I have absolutely no clue how to figure out IPv6 outside of UniFi. I can set it up in OpenWRT, but there’s no UniFi WAN interface to grab IPs with that prefix. I ended up just turning it off in UniFi and OpenWRT.

1 Like
26

If the solution is ugly, but it works, it’s a “Bodge” in our parlance. or a Jerry Rigged solution. or Janky.
I love such.

Obviously there Should be a way to do it with the proper gear, but if it’s a hot mess of fail, then simply getting it working the way you did, is a win!

2 Likes
27

Thanks! Yeah, it’s super jank, but the functionality is solid. I can easily add new devices to the VPN now. I’m specifically documenting everything on this forum, so I don’t forget what I was thinking when I try to change something in the future.

The final solution is surprisingly less-jank than using UniFi + VLANs or UniFi + JSON :man_shrugging:.

I’m just glad OpenWRT is behind NAT now. One less thing I have to worry about. Although, Tailscale subnets make it easy to target, and I can even install Tailscale on the device itself provided I add more storage.

1 Like
28

Hey man, I’m trying to implement a solution similar to what you did but I need some help.

What I have so far:

  1. Raspberrypi acting as an exit node at my friend’s house.
  2. Raspberrypi that my Roku ultra connects to, that is connected to my router (Roku <-----> RPi <-----> router)
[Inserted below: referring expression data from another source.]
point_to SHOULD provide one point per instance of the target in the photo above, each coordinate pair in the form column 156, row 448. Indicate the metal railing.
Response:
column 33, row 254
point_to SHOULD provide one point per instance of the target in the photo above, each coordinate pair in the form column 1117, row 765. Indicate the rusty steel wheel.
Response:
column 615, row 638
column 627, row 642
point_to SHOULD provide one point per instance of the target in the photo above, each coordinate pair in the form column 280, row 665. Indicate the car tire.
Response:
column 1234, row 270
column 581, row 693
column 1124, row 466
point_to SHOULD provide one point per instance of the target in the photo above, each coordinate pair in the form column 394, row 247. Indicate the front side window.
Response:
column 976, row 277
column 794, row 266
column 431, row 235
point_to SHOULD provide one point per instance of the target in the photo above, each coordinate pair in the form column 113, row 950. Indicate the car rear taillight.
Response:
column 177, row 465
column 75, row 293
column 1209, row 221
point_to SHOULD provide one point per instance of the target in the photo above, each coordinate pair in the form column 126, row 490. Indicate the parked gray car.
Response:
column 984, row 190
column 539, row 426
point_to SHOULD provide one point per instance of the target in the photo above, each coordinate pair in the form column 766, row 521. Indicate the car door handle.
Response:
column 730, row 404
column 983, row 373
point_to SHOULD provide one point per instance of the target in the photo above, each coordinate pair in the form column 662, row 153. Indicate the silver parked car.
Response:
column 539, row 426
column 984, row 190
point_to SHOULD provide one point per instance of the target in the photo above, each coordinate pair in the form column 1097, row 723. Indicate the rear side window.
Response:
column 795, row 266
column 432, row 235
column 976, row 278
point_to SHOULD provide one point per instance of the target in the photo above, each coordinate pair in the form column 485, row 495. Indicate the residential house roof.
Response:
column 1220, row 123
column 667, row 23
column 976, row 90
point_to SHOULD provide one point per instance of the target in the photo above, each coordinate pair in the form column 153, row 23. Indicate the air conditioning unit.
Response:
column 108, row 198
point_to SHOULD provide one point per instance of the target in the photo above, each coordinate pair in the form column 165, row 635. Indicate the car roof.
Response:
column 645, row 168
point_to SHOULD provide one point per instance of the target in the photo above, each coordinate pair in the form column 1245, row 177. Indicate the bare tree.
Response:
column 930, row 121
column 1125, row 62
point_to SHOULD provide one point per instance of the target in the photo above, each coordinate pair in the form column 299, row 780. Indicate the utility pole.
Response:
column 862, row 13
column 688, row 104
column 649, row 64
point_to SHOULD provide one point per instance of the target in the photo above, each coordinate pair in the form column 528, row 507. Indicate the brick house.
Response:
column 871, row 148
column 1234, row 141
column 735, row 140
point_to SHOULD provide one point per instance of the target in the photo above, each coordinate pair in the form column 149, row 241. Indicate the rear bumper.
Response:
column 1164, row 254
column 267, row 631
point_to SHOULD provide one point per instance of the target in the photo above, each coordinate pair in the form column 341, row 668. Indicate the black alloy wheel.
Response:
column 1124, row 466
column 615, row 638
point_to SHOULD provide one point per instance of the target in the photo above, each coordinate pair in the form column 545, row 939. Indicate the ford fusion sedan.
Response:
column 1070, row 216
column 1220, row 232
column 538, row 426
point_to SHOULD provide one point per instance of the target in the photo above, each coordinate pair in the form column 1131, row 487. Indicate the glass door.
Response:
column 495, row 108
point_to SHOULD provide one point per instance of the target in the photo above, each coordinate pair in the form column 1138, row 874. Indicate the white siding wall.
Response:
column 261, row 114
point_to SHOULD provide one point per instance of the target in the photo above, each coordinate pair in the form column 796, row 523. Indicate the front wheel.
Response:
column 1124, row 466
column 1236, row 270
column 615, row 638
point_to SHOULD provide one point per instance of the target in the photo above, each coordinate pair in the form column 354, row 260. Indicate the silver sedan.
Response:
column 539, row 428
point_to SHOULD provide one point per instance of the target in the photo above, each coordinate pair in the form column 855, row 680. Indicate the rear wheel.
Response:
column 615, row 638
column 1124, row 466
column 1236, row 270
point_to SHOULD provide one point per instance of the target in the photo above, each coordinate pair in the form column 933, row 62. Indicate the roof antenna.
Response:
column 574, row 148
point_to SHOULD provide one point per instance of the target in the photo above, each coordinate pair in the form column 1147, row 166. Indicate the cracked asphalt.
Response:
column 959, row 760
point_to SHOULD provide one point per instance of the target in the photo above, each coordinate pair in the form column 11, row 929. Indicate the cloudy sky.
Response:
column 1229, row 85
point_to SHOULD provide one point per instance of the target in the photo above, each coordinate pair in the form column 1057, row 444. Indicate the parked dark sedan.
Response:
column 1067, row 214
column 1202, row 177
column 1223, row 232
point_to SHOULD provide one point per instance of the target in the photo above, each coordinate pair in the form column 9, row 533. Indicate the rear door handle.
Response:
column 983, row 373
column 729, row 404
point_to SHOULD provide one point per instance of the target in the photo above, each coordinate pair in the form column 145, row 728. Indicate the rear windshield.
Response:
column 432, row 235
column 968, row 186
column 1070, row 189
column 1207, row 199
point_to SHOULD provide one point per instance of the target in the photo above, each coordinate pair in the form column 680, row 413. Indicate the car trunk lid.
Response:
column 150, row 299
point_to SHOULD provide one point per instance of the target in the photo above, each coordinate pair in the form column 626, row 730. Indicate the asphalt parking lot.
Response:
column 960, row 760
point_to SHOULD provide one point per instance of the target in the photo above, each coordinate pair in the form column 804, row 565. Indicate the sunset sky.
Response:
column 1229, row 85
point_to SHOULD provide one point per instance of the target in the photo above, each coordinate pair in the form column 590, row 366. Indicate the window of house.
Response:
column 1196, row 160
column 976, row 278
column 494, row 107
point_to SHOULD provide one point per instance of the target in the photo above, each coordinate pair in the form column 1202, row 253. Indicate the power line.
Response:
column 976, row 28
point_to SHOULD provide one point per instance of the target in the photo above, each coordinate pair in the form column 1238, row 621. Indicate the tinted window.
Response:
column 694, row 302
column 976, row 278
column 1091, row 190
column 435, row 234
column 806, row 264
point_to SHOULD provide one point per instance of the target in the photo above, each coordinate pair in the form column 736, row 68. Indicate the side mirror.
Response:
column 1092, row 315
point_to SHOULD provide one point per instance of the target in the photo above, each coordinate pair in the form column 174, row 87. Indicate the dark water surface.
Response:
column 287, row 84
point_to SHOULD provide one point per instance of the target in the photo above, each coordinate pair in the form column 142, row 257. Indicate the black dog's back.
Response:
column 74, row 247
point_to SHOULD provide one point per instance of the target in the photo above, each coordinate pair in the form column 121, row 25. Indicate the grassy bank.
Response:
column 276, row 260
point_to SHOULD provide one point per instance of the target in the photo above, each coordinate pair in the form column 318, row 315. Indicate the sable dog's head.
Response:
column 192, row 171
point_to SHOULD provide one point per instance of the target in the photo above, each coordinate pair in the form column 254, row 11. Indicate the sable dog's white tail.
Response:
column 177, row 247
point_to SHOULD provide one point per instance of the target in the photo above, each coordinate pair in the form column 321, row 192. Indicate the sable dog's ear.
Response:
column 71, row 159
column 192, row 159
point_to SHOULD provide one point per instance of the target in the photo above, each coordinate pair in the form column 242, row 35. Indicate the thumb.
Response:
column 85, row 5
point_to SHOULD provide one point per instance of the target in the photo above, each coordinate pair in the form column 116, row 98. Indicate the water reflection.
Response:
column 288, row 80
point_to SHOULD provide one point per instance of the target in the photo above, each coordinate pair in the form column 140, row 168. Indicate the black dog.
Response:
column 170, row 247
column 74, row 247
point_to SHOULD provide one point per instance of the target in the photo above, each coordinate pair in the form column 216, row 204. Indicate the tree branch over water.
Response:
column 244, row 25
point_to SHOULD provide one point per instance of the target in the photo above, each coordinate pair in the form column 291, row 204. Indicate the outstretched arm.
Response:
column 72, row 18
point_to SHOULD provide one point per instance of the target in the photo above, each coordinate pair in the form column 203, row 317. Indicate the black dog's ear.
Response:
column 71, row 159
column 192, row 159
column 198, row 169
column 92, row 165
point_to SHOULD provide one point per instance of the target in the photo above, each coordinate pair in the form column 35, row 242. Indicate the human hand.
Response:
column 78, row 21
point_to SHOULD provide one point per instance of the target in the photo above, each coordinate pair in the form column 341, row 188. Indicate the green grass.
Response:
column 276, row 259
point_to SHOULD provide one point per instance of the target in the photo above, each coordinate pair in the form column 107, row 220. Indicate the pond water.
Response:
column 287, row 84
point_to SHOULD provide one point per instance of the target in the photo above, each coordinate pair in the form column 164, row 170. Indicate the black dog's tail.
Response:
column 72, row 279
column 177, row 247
To get this to work do I just need to have raspberrypi #2 use raspberrypi #1 as an exit node and run the command “sudo iptables -t nat -A POSTROUTING -o tailscale0 -j MASQUERADE” on raspberrypi #2?

29

Were you able to get this working?

I’m not certain what steps you took, so it’s a bit difficult to understand exactly how you have it setup.

There are other ways to set this up in the Raspberry Pi, but I’m not an expert at IP tables or much of Linux networking.

The way my config worked, the DHCP server in the router told the Roku to use the Raspberry Pi as a Gateway, and the Raspberry Pi is setup to send all packets that come in through the VPN.